Some friend of mine found this on a book:

[tex]\int_{0}^{+inf}\frac{1-cos(\omega t)}{e^{\omega /C}(e^{\omega /T}-1)\omega }=ln[\frac{(\frac{T}{C})!}{|(\frac{T}{C}-iTt)!|}][/tex]

The proof is left for the reader.

## Homework Equations

## The Attempt at a Solution

First very safe step:

**cos(ωt)=Re(e^(iωt))**

Second.1: A possibility is using a substitution of:

**x=e^ω**But now instead of

**1/ω**we have

**1/ln(x)**which is difficult to handle in integration.

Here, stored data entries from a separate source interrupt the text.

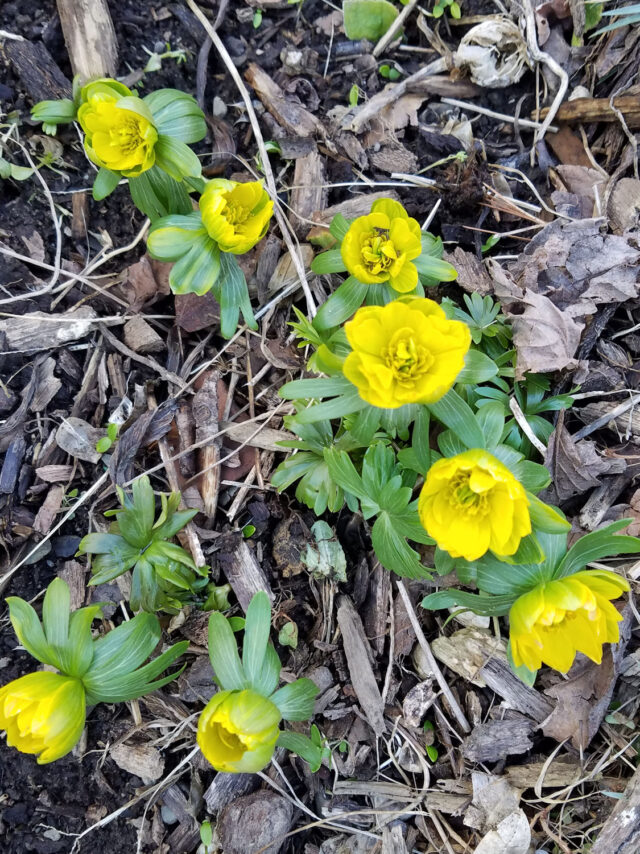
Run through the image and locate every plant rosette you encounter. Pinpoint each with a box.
[31,77,206,218]
[198,592,324,773]
[0,578,187,764]
[77,475,208,615]
[309,199,458,331]
[422,521,639,682]
[145,178,274,336]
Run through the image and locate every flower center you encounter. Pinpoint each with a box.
[361,229,396,276]
[113,114,145,153]
[448,471,490,516]
[211,721,246,761]
[224,196,252,227]
[384,334,433,382]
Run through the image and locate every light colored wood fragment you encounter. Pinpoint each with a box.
[123,316,165,354]
[337,595,386,736]
[56,0,118,80]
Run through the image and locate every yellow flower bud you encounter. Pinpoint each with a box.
[199,179,273,254]
[0,672,86,764]
[78,93,157,177]
[341,198,423,293]
[342,298,471,408]
[418,449,531,561]
[509,570,630,673]
[197,689,281,773]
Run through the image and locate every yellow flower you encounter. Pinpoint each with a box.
[200,179,273,254]
[197,688,281,773]
[78,90,157,177]
[341,198,423,293]
[510,570,630,673]
[0,672,86,764]
[343,298,471,408]
[418,449,531,561]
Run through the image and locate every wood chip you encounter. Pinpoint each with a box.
[56,0,118,79]
[217,535,274,611]
[123,315,165,354]
[462,716,536,763]
[245,62,326,139]
[58,560,88,611]
[289,149,327,237]
[0,437,27,494]
[0,307,97,352]
[110,742,165,785]
[217,790,293,854]
[29,357,62,412]
[337,595,386,736]
[33,485,65,535]
[591,764,640,854]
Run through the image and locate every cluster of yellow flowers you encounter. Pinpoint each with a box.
[278,196,635,680]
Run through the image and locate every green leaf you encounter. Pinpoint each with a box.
[294,391,368,424]
[271,678,318,721]
[243,592,271,690]
[169,234,221,296]
[6,597,55,666]
[313,277,368,331]
[208,612,246,690]
[250,643,281,697]
[64,605,103,677]
[475,401,505,449]
[329,213,350,242]
[129,166,193,220]
[414,254,458,282]
[154,134,202,181]
[117,476,156,548]
[371,513,432,579]
[42,577,70,654]
[310,248,347,276]
[512,461,550,492]
[279,376,354,400]
[554,520,640,580]
[476,555,551,596]
[343,0,399,41]
[500,533,544,565]
[81,534,141,584]
[276,730,324,771]
[324,447,370,504]
[31,98,76,126]
[147,212,207,259]
[527,493,570,534]
[422,589,515,616]
[144,89,206,143]
[428,390,485,449]
[93,167,121,201]
[216,252,257,337]
[456,350,499,385]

Second.2: I tried using derivation under the integral sign which I've basically never used before, assuming the legality of my move. If

**it=A**.

[tex]I=\int_{0}^{+inf}\frac{1-e^{it\omega}}{e^{\omega /C}(e^{\omega /T}-1)\omega }=

\int_{0}^{+inf}\frac{1-e^{A\omega}}{e^{\omega /C}(e^{\omega /T}-1)\omega }[/tex]

[tex]\frac{d}{dA}I=

\int_{0}^{+inf}\frac{\partial }{\partial A}\frac{1-e^{A\omega}}{e^{\omega /C}(e^{\omega /T}-1)\omega }=\int_{0}^{+inf}\frac{-e^{A\omega}}{e^{\omega /C}(e^{\omega /T}-1)}[/tex]

Which may not be convergent. At least as

**ω**goes to zero the function goes to infinite. And as it goes to infinite

**1/T**must be greater than the exponent of the upper part of the fraction. And I still have to integrate with respect to

**A**after.

Alternative methods:

Use of representation by series. Maybe with the help of integration by parts.

Assuming the result is similar to the derivative result and just try differentiating.